The Chaser

Paris, Je T’Aime, what have you wrought? The anthology film is undergoing something of a revival right now and it’s impossible not to look at the success of Paris as the main reason why. The producers of that collection of Paris-set films have since gone on to create the similarly themed New York, I Love You; earlier this year Bong Joon-Ho, Leos Carax and Michel Gondry took a bow in Cannes with their Japan-based effort Tokyo!; and throwing a toque into the ring are the producers of the aptly titled Toronto Stories, a four part collection of Toronto-based tales from local film makers Aaron Woodley, Sook-Yin Lee, Sudz Sutherland and David Weaver.
As with all anthology projects Toronto Stories ebbs and flows, it has strengths and weakness that will see individuals respond to different parts for different reasons but taken as a whole this seems like a decidedly lesser entry into the recent anthology sweepstakes. All of the film makers involved have done better work elsewhere, the available budget was obviously extremely limited and the whole project has a decidedly film-school sort of feel to it.
Toronto Stories is built around a simple, over riding connecting story, that of a young refugee boy arriving at Pearson Airport and simply slipping out and taking the bus into the city, where he wanders through different neighborhoods and different people’s lives. Only one of the films within the project uses the child to any significant degree but he is present in all of them. And, really, considering what the four film makers choose to show him I’ll be surprised if the poor kid wants to stick around our fair city for very long at all. An escaped con holds an ex-girlfriend at gunpoint in Sudz Sutherland’s Windows, David Weaver’s Lost Boys takes a guided tour through the hardscrabble world of the homeless, Sook-Yin Lee fails to find love in The Brazilian, and Aaron Woodley’s Shoelaces weaves together elements of child abuse, suicide and hidden underground monsters.
Lee’s film is clearly the cream of the crop here, a quirky story of an awkward girl - played by Lee herself - trying to forge a relationship with an even more awkward boy who may or may not have Asberger’s Syndrome. The characters here are the thing and Lee has such a fine eye for detail, dialog and those awkward, uncomfortable pauses that they spring to full and complete life on the screen. As for Twitch-fave Aaron Woodley, his effort is hampered some by unconvincing performaces from his young performers but manages nonetheless to showcase the fusion of realism and dark fantasy - in the form of a stellar stop motion dream sequence - that is quickly becoming his particular niche. Sutherland’s effort is reasonably solid but unremarkable while Weaver boasts both the finest individual performance in the project - from Gil Bellows, who seems to be channeling Christophr Lambert - and the most distinctive visual style.

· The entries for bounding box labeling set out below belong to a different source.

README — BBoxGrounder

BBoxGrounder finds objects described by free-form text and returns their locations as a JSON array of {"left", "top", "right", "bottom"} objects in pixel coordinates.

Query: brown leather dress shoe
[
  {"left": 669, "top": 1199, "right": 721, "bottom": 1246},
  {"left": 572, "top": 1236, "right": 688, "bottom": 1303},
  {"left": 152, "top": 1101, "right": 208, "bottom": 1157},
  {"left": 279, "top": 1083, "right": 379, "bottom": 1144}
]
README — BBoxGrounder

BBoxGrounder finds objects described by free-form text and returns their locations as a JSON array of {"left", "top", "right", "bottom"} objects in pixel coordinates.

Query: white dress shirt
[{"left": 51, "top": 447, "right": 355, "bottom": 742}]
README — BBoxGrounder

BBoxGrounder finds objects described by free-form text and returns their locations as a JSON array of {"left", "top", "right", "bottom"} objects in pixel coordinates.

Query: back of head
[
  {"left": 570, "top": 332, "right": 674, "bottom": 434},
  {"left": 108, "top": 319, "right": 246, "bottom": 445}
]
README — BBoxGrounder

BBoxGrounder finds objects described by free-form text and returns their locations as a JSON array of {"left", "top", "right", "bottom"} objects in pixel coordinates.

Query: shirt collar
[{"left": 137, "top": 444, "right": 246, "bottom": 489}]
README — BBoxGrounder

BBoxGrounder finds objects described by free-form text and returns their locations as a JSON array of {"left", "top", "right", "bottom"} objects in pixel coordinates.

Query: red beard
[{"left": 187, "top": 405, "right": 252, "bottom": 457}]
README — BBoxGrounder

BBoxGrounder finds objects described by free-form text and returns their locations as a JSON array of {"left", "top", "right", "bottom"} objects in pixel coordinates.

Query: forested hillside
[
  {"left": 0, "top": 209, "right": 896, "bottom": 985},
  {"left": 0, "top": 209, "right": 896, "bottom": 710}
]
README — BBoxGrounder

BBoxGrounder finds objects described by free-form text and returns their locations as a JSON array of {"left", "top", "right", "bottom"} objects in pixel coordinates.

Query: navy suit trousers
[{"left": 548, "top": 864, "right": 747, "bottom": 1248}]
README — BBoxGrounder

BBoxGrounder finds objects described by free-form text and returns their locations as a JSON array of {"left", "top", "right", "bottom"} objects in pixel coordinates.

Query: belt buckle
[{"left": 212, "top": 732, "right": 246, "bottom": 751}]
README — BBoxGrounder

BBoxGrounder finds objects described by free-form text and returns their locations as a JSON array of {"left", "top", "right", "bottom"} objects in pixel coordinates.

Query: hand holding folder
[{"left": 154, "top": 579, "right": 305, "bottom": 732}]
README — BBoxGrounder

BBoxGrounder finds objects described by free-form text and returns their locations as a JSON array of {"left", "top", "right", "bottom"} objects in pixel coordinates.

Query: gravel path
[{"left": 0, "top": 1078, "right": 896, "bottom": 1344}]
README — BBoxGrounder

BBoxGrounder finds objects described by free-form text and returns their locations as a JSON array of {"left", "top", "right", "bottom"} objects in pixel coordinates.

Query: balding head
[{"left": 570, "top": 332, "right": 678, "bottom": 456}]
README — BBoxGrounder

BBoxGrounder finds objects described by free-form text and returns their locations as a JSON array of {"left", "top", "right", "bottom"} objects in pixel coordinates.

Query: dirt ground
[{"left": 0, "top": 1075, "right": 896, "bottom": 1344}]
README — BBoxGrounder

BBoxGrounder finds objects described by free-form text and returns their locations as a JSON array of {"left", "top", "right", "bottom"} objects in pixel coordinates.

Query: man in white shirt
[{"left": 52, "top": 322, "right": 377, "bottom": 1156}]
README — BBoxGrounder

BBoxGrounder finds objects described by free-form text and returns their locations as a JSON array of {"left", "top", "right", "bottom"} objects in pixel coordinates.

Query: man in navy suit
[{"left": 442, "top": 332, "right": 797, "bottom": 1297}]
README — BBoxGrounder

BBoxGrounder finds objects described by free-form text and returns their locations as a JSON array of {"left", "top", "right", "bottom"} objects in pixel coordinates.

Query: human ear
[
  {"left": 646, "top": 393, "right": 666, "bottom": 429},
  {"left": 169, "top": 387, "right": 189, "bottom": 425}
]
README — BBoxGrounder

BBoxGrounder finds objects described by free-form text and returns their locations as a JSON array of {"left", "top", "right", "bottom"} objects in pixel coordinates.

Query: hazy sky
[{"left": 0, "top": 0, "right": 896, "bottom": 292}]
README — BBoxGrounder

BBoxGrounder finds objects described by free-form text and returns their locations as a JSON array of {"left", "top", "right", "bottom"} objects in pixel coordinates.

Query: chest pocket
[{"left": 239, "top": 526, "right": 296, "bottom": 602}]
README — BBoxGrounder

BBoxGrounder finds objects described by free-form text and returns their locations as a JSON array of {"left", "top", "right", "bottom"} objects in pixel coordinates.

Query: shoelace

Walking away from Toronto Stories I had to mull over whether it was a bad sign for the local scene that I felt as unsatisfied by the film as I did or if it was a good sign that earlier efforts by each of these film makers had raised my expectations enough for me to be so unsatisfied in the first place. I’m going to opt for door number two. There is certainly no lack of talent involved in Toronto Stories and each of the component films has its own distinct strengths but none of them quite manage to bring the whole package to the table, the project on the whole taking on the distinct feeling of one pulled together a little too quickly with barely adequate resources.